The Insured submitted a claim against his Insurer for damage to his motor vehicle arising out of an incident which occurred on the 3rd June 2007. The Insured was travelling on his way home from his place of employment in Johannesburg when he encountered a truck in the middle of the road with no lights. The Insured braked severely in an endeavor to avoid a collision, but was not able to avoid hitting the truck.
The Insurer rejected liability for the Insured’s claim on the grounds that the vehicle was in an unroadworthy condition at the time of the incident. The Insurer stated in its response to the Ombudsman that its investigations into the matter had established that the truck with which the Insured had collided had slowed down as there was another accident ahead of the truck. The Insured had skidded for approximately three vehicle lengths before colliding with the truck and had been unable to bring the vehicle he was driving to a stop. An inspection of the insured vehicle had revealed that the left front tyre was 100% smooth together with flat spots on the surface whilst the right front tyre was 25% smooth on the outside aspect of the tyre.

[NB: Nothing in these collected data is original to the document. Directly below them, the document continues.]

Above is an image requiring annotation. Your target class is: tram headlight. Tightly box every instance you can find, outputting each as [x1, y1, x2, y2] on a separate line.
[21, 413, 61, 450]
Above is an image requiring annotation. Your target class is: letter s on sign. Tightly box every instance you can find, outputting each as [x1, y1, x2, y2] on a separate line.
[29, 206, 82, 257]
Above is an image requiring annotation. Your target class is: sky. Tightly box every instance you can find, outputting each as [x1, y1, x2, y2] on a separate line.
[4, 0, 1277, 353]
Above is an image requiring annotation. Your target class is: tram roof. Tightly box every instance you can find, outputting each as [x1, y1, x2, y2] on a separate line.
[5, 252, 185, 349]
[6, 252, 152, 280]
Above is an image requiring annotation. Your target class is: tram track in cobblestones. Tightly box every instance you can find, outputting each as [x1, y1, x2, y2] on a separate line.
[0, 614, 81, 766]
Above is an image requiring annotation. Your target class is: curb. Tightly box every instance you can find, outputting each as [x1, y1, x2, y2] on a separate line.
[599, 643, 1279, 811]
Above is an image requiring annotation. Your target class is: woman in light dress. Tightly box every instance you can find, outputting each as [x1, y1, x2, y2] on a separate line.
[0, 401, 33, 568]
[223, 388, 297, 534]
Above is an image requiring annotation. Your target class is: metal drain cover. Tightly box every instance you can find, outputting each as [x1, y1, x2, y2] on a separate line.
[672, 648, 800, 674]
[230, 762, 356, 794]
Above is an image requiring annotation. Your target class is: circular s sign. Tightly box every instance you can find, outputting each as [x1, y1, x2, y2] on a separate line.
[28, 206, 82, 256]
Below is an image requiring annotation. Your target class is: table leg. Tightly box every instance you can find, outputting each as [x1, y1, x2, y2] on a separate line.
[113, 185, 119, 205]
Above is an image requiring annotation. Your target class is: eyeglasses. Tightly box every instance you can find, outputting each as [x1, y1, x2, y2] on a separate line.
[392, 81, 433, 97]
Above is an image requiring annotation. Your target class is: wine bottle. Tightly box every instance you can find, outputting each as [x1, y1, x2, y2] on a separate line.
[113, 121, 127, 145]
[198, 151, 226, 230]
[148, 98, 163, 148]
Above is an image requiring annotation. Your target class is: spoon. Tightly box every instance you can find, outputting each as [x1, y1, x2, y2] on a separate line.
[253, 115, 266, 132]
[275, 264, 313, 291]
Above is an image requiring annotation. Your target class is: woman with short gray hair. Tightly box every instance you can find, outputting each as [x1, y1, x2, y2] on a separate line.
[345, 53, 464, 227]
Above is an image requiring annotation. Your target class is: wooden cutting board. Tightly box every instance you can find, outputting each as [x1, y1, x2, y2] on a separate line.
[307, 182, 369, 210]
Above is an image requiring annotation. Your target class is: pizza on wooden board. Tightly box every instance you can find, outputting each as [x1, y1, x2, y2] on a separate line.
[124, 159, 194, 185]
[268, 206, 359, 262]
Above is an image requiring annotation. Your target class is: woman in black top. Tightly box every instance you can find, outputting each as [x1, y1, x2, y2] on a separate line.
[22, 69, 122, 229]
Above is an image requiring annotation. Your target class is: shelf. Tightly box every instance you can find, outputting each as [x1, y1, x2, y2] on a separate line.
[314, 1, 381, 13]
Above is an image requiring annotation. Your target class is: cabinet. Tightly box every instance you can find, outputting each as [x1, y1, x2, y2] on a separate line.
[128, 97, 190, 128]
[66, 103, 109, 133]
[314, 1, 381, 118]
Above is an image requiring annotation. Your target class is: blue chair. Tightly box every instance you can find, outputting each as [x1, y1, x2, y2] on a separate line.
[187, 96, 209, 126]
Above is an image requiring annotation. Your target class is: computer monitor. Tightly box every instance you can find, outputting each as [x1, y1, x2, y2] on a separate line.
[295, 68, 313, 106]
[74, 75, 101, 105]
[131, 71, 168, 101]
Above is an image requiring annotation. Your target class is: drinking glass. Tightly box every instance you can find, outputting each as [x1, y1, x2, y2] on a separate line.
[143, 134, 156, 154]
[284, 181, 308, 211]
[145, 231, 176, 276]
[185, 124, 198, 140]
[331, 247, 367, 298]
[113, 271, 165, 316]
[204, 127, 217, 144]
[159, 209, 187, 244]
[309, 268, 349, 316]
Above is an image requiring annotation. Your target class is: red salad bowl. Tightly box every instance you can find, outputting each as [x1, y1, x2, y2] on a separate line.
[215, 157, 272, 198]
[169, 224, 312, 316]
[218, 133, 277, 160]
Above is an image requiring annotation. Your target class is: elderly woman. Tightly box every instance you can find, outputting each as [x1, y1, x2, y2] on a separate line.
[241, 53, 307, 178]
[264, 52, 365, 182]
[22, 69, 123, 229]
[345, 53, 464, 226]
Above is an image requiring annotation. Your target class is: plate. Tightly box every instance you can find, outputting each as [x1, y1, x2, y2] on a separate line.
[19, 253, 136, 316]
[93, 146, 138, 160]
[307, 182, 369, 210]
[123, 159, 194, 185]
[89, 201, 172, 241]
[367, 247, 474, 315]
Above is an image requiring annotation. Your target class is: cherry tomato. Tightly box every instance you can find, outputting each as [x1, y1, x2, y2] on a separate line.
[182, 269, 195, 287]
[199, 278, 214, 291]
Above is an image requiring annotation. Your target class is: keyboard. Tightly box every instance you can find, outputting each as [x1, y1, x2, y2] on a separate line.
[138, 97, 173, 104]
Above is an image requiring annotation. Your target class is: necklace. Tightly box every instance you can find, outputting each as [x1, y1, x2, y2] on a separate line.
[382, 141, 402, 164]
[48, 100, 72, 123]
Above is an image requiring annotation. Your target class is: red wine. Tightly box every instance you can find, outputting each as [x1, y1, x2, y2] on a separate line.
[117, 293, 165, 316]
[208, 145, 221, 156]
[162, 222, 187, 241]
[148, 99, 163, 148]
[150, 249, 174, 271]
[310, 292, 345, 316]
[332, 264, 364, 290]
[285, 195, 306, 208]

Based upon photographs supplied by the Insurer of the condition of the tyres and the circumstances in which the accident occurred, the Ombudsman agreed with the Insurer’s contention that the vehicle had not been in a roadworthy condition at the time of the loss and rejected the Insured’s contention that the tyres “got worn off” due to the severe braking he had applied in an endeavor to avoid colliding with the truck. The Ombudsman held that the condition of the tyres on the Insured’s vehicle was clearly material in relation to the loss and that independent tests carried out in the United Kingdom had established that the tread depth on the tyre could considerably influence the distance taken to bring a vehicle to a standstill and could also affect the handling characteristics of a vehicle.
The Insurer’s rejection of the claim was accordingly upheld.